Train simultaneously, generalize better: Stability of gradient-based minimax learners

The success of minimax learning problems of generative adversarial networks (GANs) has been observed to depend on the minimax optimization algorithm used for their training. This dependence is commonly attributed to the convergence speed and robustness properties of the underlying optimization algorithm. In this paper, we show that the optimization algorithm also plays a key role in the generalization performance of the trained minimax model. To this end, we analyze the generalization properties of standard gradient descent ascent (GDA) and proximal point method (PPM) algorithms through the lens of algorithmic stability as defined by Bousquet & Elisseeff, 2002 under both convex-concave and nonconvex-nonconcave minimax settings. While the GDA algorithm is not guaranteed to have a vanishing excess risk in convex-concave problems, we show the PPM algorithm enjoys a bounded excess risk in the same setup.

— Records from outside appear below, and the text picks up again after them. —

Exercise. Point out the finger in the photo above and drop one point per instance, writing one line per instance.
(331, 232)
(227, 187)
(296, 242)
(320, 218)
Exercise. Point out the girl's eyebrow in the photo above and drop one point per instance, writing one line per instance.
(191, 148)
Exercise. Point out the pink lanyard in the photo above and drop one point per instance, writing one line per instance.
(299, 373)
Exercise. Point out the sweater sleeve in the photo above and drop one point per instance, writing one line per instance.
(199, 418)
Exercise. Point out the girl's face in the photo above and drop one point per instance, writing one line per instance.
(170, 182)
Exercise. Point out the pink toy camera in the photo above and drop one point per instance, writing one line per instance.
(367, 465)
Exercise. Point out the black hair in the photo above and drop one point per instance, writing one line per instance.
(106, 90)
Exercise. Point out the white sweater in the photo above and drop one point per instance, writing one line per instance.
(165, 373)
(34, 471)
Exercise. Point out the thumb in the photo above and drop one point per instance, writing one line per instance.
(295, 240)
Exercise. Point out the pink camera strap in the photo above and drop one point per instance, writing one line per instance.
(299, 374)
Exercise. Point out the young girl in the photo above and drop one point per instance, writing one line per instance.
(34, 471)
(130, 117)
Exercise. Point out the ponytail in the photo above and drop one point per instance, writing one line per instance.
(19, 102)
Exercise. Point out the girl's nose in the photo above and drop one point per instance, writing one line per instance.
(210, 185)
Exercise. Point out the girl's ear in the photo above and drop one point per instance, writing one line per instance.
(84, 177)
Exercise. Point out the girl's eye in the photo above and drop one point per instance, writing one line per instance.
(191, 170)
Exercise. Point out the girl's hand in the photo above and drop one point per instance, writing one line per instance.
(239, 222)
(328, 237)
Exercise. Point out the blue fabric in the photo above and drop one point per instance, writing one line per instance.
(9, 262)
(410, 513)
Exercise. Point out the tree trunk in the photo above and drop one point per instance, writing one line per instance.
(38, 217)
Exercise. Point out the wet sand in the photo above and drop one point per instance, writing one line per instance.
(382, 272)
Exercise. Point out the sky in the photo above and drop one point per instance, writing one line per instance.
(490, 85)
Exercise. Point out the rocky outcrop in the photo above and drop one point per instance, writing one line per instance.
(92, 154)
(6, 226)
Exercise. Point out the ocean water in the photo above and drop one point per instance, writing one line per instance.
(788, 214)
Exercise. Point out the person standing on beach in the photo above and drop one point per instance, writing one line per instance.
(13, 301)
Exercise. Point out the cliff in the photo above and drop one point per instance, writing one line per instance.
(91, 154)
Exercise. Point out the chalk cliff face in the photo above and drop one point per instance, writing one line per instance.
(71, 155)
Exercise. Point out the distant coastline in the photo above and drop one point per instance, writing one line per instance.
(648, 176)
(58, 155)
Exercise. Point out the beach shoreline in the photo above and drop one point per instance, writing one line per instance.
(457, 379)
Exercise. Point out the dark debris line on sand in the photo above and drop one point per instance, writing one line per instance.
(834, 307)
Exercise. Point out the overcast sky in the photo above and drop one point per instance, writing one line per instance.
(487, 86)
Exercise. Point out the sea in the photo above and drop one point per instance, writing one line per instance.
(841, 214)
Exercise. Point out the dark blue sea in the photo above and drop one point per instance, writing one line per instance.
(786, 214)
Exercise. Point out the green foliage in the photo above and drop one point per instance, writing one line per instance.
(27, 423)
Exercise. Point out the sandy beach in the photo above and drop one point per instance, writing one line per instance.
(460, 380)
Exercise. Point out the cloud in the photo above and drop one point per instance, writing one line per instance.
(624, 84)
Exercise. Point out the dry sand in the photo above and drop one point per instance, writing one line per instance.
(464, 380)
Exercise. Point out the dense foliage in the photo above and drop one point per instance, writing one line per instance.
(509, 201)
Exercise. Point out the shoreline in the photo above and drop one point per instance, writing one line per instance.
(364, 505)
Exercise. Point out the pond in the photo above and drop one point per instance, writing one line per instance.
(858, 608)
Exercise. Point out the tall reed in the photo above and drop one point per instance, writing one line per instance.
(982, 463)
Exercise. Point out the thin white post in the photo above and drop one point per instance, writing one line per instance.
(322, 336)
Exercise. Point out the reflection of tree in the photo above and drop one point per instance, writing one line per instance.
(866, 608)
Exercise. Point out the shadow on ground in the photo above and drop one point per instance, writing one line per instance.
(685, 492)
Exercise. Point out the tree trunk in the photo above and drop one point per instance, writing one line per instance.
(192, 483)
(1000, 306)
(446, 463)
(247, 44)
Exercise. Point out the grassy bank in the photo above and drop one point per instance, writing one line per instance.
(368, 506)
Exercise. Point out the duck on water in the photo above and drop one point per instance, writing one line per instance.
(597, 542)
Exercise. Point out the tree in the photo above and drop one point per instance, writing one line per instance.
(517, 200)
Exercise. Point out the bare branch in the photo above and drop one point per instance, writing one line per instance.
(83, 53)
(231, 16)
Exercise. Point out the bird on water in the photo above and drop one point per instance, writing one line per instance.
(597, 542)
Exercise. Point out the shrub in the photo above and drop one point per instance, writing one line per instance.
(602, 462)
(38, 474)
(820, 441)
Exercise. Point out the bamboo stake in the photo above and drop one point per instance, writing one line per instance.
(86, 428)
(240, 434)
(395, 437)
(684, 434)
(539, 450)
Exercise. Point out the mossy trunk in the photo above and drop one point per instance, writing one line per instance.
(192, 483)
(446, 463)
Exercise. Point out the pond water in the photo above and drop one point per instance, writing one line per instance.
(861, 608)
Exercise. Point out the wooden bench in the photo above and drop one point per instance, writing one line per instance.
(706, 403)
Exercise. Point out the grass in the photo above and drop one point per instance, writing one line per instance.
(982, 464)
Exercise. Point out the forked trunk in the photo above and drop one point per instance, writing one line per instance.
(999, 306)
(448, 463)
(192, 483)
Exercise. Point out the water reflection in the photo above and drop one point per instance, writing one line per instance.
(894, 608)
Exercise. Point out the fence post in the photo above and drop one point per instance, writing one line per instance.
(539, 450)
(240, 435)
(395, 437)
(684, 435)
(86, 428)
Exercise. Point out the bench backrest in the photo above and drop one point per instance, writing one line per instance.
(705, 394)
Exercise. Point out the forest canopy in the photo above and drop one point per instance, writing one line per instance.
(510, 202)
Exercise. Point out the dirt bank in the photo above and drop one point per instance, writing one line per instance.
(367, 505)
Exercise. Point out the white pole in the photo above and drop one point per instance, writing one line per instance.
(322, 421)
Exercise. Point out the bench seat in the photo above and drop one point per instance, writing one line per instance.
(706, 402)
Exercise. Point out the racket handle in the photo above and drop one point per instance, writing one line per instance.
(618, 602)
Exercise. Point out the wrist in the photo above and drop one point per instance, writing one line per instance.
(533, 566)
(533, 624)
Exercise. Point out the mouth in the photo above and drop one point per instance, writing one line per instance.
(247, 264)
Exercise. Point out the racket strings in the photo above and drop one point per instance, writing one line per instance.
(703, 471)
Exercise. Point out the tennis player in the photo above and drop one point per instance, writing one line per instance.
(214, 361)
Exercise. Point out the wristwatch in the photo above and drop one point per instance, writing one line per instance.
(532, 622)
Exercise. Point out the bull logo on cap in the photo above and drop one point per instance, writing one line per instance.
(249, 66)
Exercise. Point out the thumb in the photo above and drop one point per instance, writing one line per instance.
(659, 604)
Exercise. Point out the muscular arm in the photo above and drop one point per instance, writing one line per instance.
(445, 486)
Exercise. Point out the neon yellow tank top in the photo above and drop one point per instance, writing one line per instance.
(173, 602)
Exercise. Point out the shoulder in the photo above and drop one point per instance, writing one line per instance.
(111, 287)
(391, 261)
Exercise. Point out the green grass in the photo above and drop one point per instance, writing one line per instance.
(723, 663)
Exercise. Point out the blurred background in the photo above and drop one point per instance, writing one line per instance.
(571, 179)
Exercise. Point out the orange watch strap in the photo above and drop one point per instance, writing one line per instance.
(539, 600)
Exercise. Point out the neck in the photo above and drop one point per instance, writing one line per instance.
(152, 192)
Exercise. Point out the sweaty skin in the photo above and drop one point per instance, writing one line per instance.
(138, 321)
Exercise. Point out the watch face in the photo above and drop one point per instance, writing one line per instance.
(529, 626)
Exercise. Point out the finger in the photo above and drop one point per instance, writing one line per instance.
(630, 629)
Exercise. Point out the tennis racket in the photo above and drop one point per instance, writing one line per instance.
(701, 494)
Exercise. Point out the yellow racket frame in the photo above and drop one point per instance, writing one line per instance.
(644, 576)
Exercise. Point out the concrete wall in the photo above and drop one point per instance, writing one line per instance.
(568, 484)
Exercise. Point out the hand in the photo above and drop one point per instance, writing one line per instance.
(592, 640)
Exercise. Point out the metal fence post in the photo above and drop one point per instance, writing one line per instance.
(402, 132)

For nonconvex-nonconcave problems, we compare the generalization performance of stochastic GDA and GDmax algorithms where the latter fully solves the maximization subproblem at every iteration. Our generalization analysis suggests the superiority of GDA provided that the minimization and maximization subproblems are solved simultaneously with similar learning rates. We discuss several numerical results indicating the role of optimization algorithms in the generalization of learned minimax models.